New Path Toward Collaboration
This strategic alliance represents the continuation of a long-standing relationship. The two organizations previously joined forces on projects such as the development of SEQUIVITY®, Merck Animal Heath’s revolutionary RNA particle technology platform designed to combat new and evolving disease pathogens, including the company’s recently announced vaccine for sapovirus which causes diarrhea in young pigs. Now supported through a formalized structure and dedicated funding, the new alliance fully integrates both parties’ capabilities and leverages resources and expertise beyond the scope of prior projects. First launched in February 2022, the alliance has quickly expanded beyond its initial scope into a fully integrated portfolio yielding immediate benefits for both organizations: ISU has taken advantage of Merck’s global research infrastructure, animal health industry insights, and expertise across various business units, while Merck has benefitted from closer access to in-state talent, broader customer access, and the opportunity to run pilot test studies and small clinical trials at the university or through associated contract research organizations.
Investing in Emerging Technologies
Among the many advancements and investments borne out of ISU’s research facilities are three that offer long-term promise for continued improvements in animal (and human) health:
- Nanovaccine development using nanoparticles. Nearly all companies specializing in animal health and human health have an interest in nanoparticles given the potential applications for developing nanovaccines that are needle-free, remain stable at room temperature, and take far less time to manufacture. ISU’s Nanovaccine Institute is on the leading edge of this research that promises to offer an effective method of delivery for livestock and other animals.
- Investments in future vaccine development. Located in ISU’s Research Park, CYVAX is ISU’s Vaccine Development Laboratory focused on USDA-compliant master seeds, manufacturing scale up and commercial development of materials used for clinical trials. The lab supports startups in a critical phase of company maturation with the goal of providing participating early-stage companies with an avenue for long-term commercial success.
- Production of RNA vaccines using extracellular vesicles. RNA vaccines have received plenty of headlines in recent years, but current applications of RNA technology can be expensive and complicated. ISU is working toward improvements on this technology that could make human vaccines cheaper and allow RNA vaccines to come into the animal health space.
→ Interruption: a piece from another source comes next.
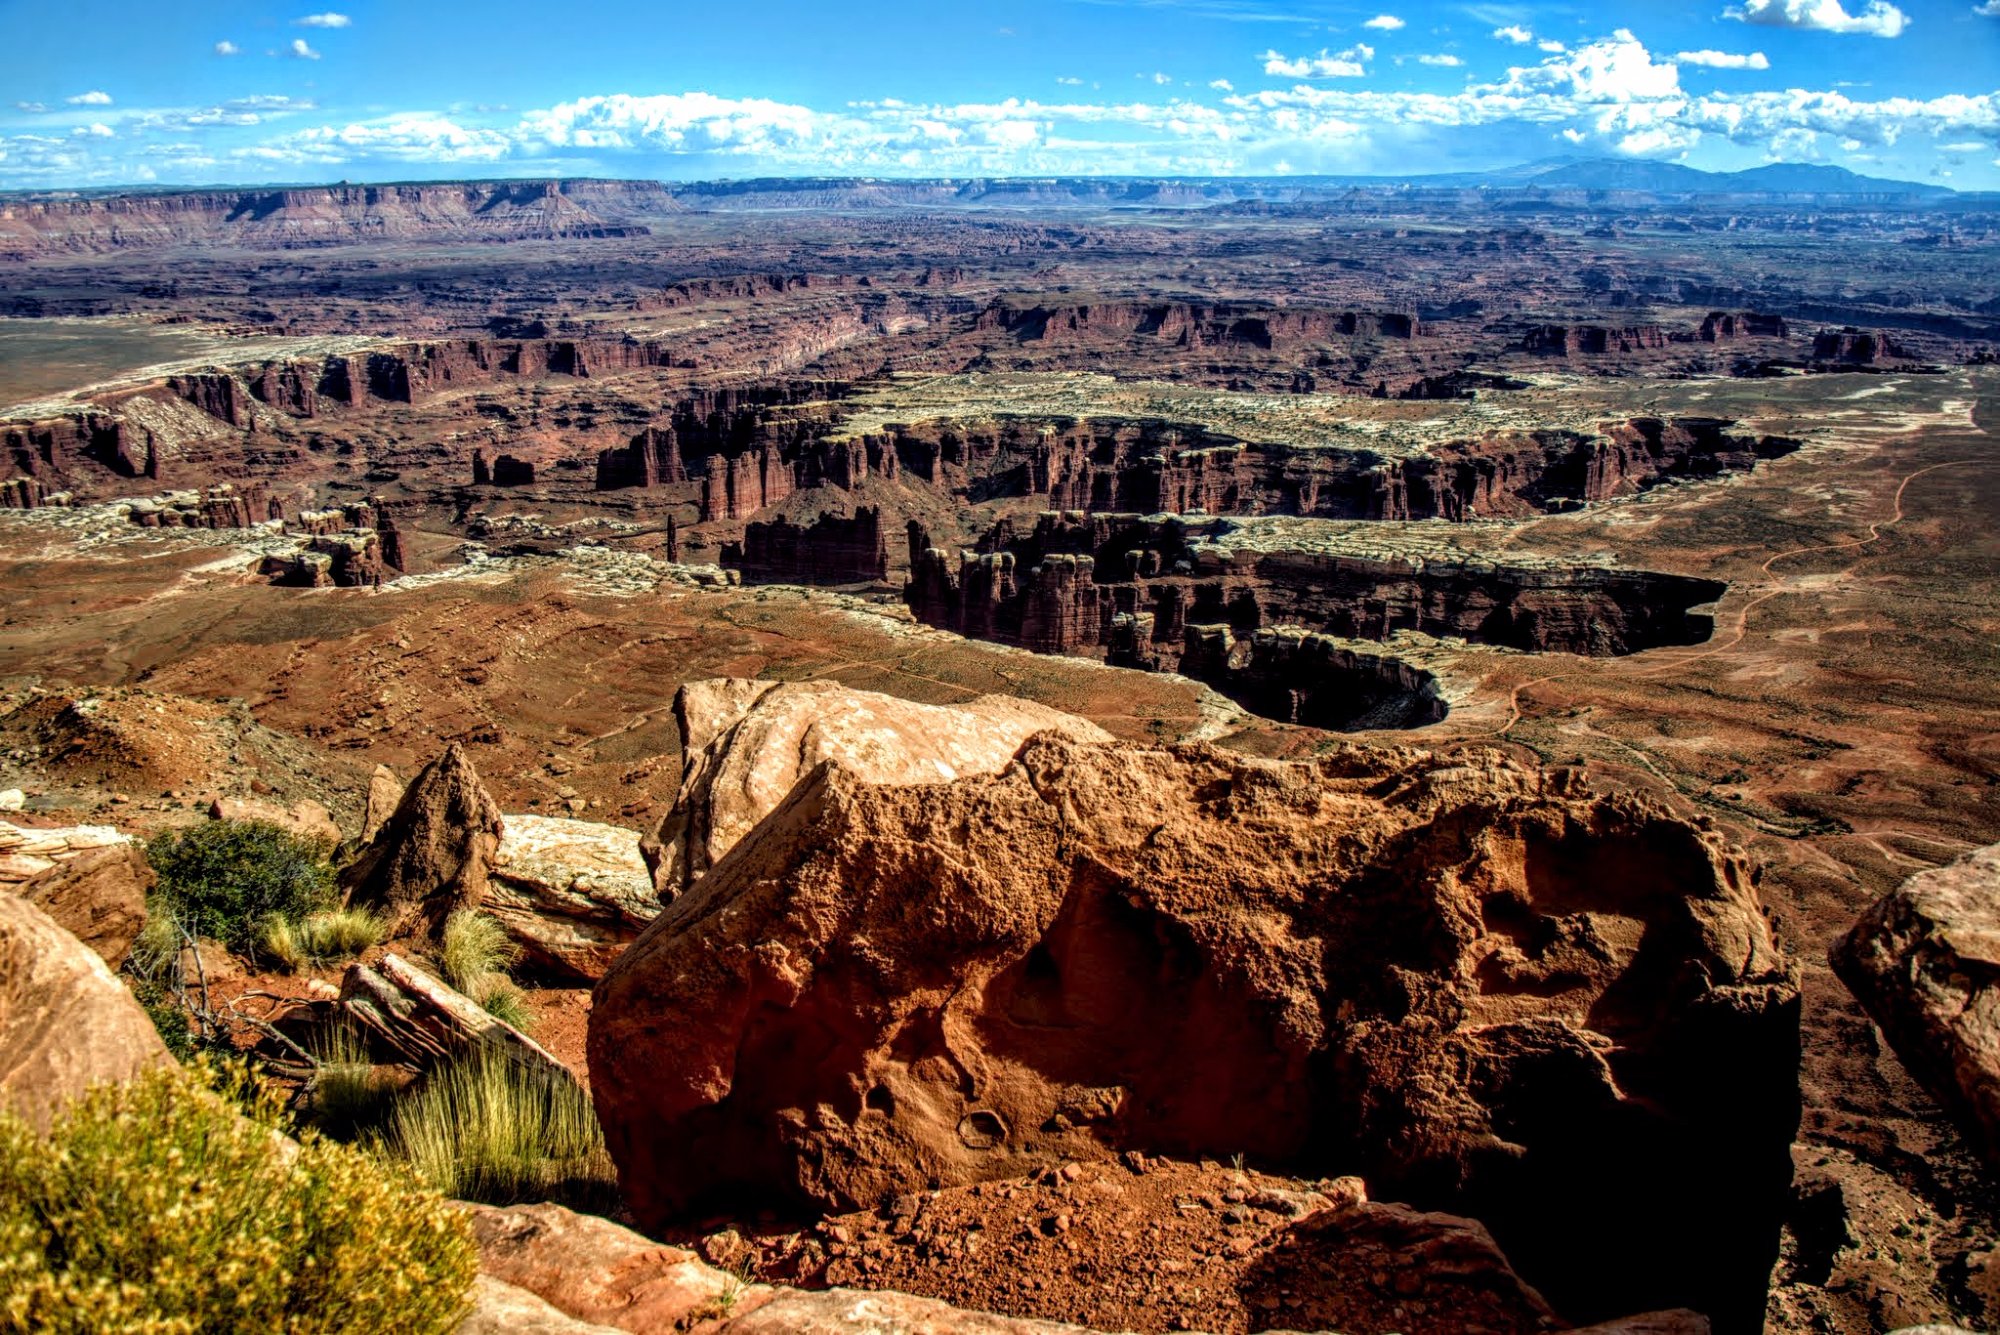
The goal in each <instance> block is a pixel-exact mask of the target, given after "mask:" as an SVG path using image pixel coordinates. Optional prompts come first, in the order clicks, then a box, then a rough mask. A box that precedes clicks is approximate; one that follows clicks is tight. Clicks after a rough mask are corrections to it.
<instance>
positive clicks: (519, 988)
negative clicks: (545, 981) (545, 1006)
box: [466, 973, 534, 1033]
Thanks to these advancements, Merck Animal Health has been able to plan for projects beyond a pathogen-specific scope. Under this partnership, Merck and ISU have built a portfolio of projects focused not only on research and development, but data management, immunostimulants to improve the immune system, and streamlining vaccine dosing and delivery as well. This advanced portfolio of platform technologies can be applied across Merck’s ecosystem, allowing greater interface between complex interdisciplinary teams.
As the relationship between ISU and Merck Animal Health continues, it’s bolstered by Iowa’s pro-business environment that incentivizes innovation and collaboration – a key factor in solidifying the state’s standing as an epicenter for animal health and bioscience excellence.